Director: Sheldon Candis
Starring: Common, Michael Rainey Jr., Danny Glover, Dennis Haysbert, Charles S. Dutton
Don’t let the title, LUV, fool you. This is a stripped-down drama about greed, payback, and at certain turns, respect. Now that all sounds lovely (pun intended), but the filmmakers forgot to show some substantial love (pun still intended) to the filmmaking mechanics. And by neglecting the mechanics, none of those themes fully come through.
It’s essentially a 94 minute acting reel for the star, Common (though some acting reels – comprised of random clips from an assortment of movies/TV shows – tell a better story than this). And the guy is awesome in it, as he goes through an array of emotions. Problem is that the script/story is fragmented and simply amounts to a montage of scenes that have no real rhyme or reason.
This clichéd tale about a man with a jaded past, who returns home after prison and attempts to start anew, can’t because the past still haunts him. Everything is so generic as you see Common make an effort to do something legit but ends up having/wanting to call on shady people from his past (Played by Danny Glover, Dennis Haysbert, and Charles S. Dutton) to earn some cash. The only difference added in is that Common is saddled with his 11 year-old streetwise nephew, Michael Rainey Jr., to whom he is trying to show what it takes to be a man in the world via Common’s skewed eyes. And let’s just say one might see better parenting lessons on Jerry Springer.
His young partner-in-crime shows some solid talent, too, but again, the delivery is so jagged that none of it matters save for one or two provocative scenes that happen in the latter stages of this 24-hour tale. If there’s any lesson one can take out of it, your past will always catch up with you. Yet that’s the only thing the film gets across (barely). The rest is just a series of scenes that fail to tell an engaging story. And it’s as simple, and flawed, as that.

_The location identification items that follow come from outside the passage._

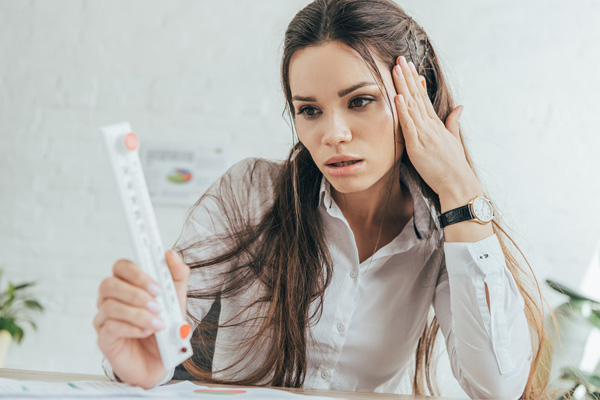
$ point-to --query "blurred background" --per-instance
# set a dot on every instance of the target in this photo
(193, 72)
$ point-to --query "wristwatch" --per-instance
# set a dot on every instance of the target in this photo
(479, 210)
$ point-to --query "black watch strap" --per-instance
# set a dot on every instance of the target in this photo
(457, 215)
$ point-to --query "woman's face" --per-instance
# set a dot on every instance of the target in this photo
(342, 116)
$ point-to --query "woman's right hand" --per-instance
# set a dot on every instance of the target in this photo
(127, 319)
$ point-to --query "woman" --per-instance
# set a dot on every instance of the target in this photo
(327, 265)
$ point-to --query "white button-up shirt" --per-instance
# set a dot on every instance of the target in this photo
(374, 312)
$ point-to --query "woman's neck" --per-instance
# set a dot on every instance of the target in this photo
(371, 207)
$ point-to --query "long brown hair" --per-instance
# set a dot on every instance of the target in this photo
(285, 250)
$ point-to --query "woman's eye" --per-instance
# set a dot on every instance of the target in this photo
(308, 111)
(360, 102)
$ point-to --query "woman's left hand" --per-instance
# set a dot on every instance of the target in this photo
(434, 149)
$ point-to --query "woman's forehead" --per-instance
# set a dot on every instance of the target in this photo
(328, 67)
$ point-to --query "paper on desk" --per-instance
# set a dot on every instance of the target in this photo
(115, 391)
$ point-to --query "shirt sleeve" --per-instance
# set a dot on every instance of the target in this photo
(489, 349)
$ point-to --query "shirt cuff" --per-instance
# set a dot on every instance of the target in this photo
(108, 371)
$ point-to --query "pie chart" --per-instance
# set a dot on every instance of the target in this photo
(180, 175)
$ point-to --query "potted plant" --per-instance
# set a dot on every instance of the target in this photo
(17, 307)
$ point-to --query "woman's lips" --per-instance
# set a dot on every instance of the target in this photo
(344, 170)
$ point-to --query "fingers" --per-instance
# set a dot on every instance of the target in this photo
(452, 121)
(115, 288)
(409, 130)
(181, 274)
(409, 85)
(426, 100)
(126, 303)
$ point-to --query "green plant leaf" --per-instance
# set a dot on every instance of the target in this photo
(18, 334)
(24, 285)
(33, 305)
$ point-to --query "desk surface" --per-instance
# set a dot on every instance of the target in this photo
(64, 377)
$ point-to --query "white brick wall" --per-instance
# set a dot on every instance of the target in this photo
(525, 71)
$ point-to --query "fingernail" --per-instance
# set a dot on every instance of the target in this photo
(398, 70)
(154, 289)
(177, 256)
(153, 306)
(158, 324)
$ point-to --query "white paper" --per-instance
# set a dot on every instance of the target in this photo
(11, 388)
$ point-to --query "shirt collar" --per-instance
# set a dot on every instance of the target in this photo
(424, 214)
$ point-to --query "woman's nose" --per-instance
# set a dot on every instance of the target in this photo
(336, 131)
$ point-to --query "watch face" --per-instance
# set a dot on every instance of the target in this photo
(483, 210)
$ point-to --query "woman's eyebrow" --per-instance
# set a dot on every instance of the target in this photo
(341, 93)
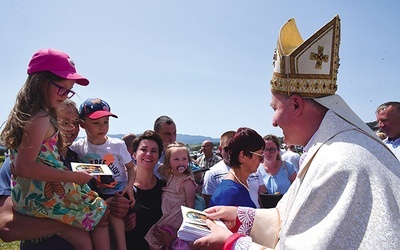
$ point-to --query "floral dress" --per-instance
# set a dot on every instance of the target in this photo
(67, 202)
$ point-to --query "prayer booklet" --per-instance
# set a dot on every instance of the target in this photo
(93, 169)
(194, 224)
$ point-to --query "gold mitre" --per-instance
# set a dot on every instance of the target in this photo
(308, 68)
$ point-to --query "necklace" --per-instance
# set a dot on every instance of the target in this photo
(237, 179)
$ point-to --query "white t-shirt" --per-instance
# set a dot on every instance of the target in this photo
(216, 174)
(113, 153)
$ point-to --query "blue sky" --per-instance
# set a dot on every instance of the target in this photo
(207, 64)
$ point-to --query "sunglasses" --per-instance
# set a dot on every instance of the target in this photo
(259, 155)
(271, 150)
(63, 91)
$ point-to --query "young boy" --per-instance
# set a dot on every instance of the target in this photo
(98, 148)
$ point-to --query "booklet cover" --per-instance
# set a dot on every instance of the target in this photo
(194, 224)
(93, 169)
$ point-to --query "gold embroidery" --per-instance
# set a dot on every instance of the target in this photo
(319, 57)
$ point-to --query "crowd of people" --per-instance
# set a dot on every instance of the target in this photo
(340, 192)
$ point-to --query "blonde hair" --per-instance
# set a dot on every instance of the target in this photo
(165, 168)
(30, 100)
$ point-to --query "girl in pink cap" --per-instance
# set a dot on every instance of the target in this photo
(42, 185)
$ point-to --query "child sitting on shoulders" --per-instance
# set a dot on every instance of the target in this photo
(98, 148)
(179, 191)
(43, 186)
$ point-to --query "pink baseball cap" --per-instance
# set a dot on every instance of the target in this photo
(58, 63)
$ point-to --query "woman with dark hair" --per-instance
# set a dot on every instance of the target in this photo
(147, 150)
(276, 173)
(245, 151)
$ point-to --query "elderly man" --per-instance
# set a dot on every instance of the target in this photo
(208, 158)
(388, 118)
(165, 127)
(346, 195)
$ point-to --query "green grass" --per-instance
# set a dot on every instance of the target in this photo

Overall, LUV has a game cast and showcases the range of Common, who is well on his way to a fine, and possibly lauded, acting career. Not sure the same can be said for director and co-writer Sheldon Candis though; for his handling of this feature-length product (just his 2nd by the way) suggests he needs to sharpen his education (or raise more money for a production budget) in order to have a future at the helm (director’s chair).